A well shape and size, as well as a membrane shape, size, and/or material characteristics can be selected to provide for an intended response. For example, wells and/or membranes can be of circular cross-sectional shapes, or may be of other shapes such that the wells and/or membranes are adapted to respond to not only a frequency of a vibration but also a direction of the vibration. The wells and/or membranes can be, for example, rectangularly-shaped, triangularly-shaped, circularly-shaped, polygonal-shaped, or oblong-shaped. The membranes can optionally include structural features, such as etching or scores, to decrease breaking time.
Where more than one actuator is included, wells and/or membranes can be configured to respond differently to a vibration supplied by each motor depending upon an orientation and/or direction of the supplied vibration.
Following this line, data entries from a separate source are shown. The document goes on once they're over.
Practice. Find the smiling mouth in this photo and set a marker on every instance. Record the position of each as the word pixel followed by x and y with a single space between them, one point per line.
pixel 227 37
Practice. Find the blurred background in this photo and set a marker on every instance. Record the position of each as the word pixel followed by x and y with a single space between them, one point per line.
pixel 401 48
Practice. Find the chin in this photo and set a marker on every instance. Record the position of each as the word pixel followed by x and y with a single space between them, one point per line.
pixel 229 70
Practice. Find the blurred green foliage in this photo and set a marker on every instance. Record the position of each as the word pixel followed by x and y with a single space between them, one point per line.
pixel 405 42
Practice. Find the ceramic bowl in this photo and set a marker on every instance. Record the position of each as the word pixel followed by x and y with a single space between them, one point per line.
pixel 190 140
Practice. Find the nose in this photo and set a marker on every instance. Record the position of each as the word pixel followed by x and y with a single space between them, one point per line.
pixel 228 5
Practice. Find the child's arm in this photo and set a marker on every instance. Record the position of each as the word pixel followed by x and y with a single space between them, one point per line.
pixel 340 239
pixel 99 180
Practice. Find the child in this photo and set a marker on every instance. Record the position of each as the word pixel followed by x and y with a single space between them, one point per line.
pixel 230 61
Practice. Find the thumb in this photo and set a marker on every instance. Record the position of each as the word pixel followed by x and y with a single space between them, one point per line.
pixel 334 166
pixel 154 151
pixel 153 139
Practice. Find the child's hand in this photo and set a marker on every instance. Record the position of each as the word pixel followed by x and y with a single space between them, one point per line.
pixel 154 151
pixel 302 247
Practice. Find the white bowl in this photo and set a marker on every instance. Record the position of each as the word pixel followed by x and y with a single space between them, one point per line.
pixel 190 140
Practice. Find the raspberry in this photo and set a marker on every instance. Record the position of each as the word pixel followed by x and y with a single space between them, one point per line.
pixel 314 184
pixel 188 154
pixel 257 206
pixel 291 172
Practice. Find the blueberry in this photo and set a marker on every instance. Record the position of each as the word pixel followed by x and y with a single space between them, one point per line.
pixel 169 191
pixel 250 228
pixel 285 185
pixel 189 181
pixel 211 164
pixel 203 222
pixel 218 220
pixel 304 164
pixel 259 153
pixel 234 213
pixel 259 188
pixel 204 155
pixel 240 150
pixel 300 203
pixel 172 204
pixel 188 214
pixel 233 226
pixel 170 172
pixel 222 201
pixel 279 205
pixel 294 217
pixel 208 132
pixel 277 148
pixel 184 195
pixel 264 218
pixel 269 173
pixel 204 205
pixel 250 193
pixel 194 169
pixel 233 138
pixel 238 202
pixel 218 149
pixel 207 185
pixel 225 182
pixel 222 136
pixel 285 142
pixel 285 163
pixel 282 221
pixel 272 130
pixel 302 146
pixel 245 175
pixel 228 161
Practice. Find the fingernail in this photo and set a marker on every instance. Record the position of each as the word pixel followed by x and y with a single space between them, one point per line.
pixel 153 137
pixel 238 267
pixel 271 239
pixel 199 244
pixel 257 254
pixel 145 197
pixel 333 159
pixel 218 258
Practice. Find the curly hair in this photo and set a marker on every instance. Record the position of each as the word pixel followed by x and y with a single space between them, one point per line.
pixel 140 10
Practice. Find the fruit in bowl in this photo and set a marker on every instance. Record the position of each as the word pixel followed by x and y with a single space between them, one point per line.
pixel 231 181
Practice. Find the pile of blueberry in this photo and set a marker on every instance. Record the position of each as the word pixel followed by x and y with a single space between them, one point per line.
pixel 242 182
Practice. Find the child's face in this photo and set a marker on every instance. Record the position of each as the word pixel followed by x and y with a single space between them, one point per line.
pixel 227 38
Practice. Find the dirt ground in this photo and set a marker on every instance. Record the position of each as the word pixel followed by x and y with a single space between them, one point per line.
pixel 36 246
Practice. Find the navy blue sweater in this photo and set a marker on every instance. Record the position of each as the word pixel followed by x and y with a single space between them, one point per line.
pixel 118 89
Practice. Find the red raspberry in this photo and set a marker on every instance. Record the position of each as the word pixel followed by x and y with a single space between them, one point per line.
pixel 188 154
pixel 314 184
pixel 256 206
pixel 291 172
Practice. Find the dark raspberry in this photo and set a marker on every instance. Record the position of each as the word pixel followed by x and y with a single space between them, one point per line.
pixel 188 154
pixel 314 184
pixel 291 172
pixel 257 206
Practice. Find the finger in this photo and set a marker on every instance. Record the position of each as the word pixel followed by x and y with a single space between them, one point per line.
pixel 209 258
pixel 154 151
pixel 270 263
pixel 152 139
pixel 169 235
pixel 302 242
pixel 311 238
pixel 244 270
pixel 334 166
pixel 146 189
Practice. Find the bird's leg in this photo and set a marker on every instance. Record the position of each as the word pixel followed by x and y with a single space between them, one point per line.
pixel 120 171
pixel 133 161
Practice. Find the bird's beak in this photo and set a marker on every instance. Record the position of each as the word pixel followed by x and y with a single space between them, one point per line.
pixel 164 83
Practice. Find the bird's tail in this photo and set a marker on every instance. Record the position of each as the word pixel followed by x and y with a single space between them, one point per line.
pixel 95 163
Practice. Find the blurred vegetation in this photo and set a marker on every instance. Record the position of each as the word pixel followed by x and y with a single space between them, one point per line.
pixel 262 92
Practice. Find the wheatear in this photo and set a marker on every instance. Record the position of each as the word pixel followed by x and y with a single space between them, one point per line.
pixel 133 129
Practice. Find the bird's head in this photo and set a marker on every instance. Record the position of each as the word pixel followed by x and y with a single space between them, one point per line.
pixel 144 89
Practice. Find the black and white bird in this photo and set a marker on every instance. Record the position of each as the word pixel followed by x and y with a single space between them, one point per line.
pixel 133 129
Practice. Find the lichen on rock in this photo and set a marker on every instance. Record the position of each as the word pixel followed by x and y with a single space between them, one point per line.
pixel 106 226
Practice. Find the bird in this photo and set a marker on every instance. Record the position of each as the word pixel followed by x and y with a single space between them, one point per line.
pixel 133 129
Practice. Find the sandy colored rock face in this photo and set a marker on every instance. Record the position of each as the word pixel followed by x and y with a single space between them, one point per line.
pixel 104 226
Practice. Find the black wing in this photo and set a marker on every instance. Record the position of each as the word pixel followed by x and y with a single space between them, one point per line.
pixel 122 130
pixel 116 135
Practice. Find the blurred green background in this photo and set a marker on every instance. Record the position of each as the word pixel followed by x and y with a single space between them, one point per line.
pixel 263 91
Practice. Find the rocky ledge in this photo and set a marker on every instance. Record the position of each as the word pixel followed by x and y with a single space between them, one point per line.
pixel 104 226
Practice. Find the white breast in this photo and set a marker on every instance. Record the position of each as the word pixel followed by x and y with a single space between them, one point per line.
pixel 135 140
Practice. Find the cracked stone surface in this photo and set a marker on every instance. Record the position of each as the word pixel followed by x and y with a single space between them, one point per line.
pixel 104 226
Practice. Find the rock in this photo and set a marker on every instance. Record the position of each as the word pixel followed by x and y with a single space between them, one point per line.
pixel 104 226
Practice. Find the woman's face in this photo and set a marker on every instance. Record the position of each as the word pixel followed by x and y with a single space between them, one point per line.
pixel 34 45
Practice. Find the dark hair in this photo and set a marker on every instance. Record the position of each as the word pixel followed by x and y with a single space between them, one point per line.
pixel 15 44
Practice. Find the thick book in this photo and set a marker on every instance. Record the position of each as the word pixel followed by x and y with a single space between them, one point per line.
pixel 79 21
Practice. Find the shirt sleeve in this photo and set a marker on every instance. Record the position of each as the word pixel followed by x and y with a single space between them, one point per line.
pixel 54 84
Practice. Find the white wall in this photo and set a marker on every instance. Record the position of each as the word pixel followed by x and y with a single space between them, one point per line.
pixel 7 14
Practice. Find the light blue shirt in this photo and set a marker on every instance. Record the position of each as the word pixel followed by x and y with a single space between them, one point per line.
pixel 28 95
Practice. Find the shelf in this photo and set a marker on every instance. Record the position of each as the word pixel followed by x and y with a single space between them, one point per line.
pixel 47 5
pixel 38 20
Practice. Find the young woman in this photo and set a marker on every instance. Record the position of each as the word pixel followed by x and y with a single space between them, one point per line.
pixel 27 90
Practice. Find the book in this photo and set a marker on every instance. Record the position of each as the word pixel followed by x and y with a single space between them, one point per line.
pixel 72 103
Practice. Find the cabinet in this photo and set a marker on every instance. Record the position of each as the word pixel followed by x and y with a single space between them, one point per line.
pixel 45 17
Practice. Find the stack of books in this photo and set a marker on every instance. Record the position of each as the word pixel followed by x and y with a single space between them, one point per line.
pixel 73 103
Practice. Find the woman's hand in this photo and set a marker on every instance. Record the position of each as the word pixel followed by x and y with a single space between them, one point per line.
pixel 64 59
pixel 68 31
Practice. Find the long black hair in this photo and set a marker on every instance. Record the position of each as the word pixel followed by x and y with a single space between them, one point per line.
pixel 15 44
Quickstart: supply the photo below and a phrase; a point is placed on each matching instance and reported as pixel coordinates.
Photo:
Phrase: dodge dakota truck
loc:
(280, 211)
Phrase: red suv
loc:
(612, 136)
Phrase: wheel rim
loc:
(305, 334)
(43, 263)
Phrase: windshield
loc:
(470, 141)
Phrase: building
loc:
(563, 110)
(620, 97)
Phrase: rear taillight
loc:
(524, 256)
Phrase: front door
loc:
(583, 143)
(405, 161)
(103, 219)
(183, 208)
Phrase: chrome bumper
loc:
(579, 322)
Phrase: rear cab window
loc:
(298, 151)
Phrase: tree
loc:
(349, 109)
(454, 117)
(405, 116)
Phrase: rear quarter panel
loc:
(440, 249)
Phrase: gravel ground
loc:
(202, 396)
The wells can include sensors for biomarker detection. Examples of such sensors include impedance sensors, such as impedance sensors including functionalized surfaces (e.g., antigens immobilized at a sensor surfaces) and/or molecularly imprinted polymers. Examples of multi-well impedance sensors are further described in “Transcutaneous Wearable Apparatus for Continuous Monitoring of Biomarkers in Blood,” published as WO 2019/190596, the entire contents of which are incorporated herein by reference.
The wells can include a therapeutic substance, such as a drug, an ointment, or the like. For example, the wells can contain wound healing accelerators, growth factors, and debriding agents.
The provided devices and methods can be used in a variety of applications, including, for example, continuous or periodic biosensing, which can provide for real-time measurement of biomarkers, and closed-loop drug delivery. For example, the device can be or can be included in a “smart bandage” to deliver a therapeutic substance in a controlled, timed manner. Optionally, the device can be used for multiple, concurrent applications. For example, operation of the actuator can be at least partially informed by sensing results. The use of vibration to break membranes separating a sensor from a sample to be analyzed can allow for the release of medication from the same well, or from a different well. For example, a subset of the wells of the array can be drug-delivery wells, and a subset can be sensing wells. Depending upon an analyte concentration detected by a sensor of a ruptured-membrane well, the actuator can supply a vibration suitable for breaking a distinct well containing a drug. Alternatively, or in addition, an analyte concentration detected by a sensor of a ruptured-membrane well can inform timing of a next membrane to be ruptured.
The teachings of all patents, published applications, and references cited herein are incorporated by reference in their entirety.
While example embodiments have been particularly shown and described, it will be understood by those skilled in the art that various changes in form and details may be made therein without departing from the scope of the embodiments encompassed by the appended claims.